Download or read book Disruptive Cloud Computing and It written by Rajakumar Sampathkumar and published by Xlibris Corporation. This book was released on 2015-05-26 with total page 348 pages. Available in PDF, EPUB and Kindle. Book excerpt: Cloud Computing is a "daily spoken" and most commonly used terminology in every forum. Every conversation with a CIO has a reference to cloud computing. The objective of this book is to simplify cloud computing, explain what is cloud computings impact on Enterprise IT and how business should be prepared to leverage the benefits of cloud in the right way.

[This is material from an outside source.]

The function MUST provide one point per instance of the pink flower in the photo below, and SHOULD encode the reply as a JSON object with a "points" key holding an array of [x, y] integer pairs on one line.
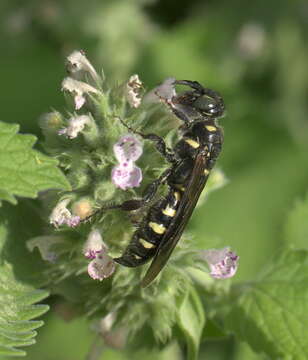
{"points": [[128, 148], [223, 263], [126, 175], [60, 215], [101, 267], [78, 89], [94, 245]]}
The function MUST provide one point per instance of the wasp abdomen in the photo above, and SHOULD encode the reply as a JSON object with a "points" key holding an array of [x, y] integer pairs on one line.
{"points": [[145, 240]]}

THIS BOOK WILL BE YOUR KNOWLEDGE GATEWAY TO CLOUD COMPUTING AND NEXT GENERATION INFORMATION TECHNOLOGY MANAGEMENT. Besides core cloud computing concepts and process you will also be presented with latest technologies and tools available today to onboard your assets to cloud and manage cloud better. A cloud computing professional who has worked with several cloud providers and organizations of varied sizes writes this book so expect real life examples, techniques, process and working models for every scenario in strategizing, migrating and managing IT infrastructure in the cloud. The book is carefully structured to gradually take the readers through the basics of cloud computing concepts, terminologies, implementation and management techniques through traditional IT management so that readers can easily connect ends. Several transformational, working models and best practices are discussed throughout the book. If you are looking for a book on cloud computing, #thecloudbook is the right book for you. If you have already purchased any books on cloud computing, read #thecloudbook and then go through the other books, you will understand the other books better. #thecloudbook is a must for every IT professional.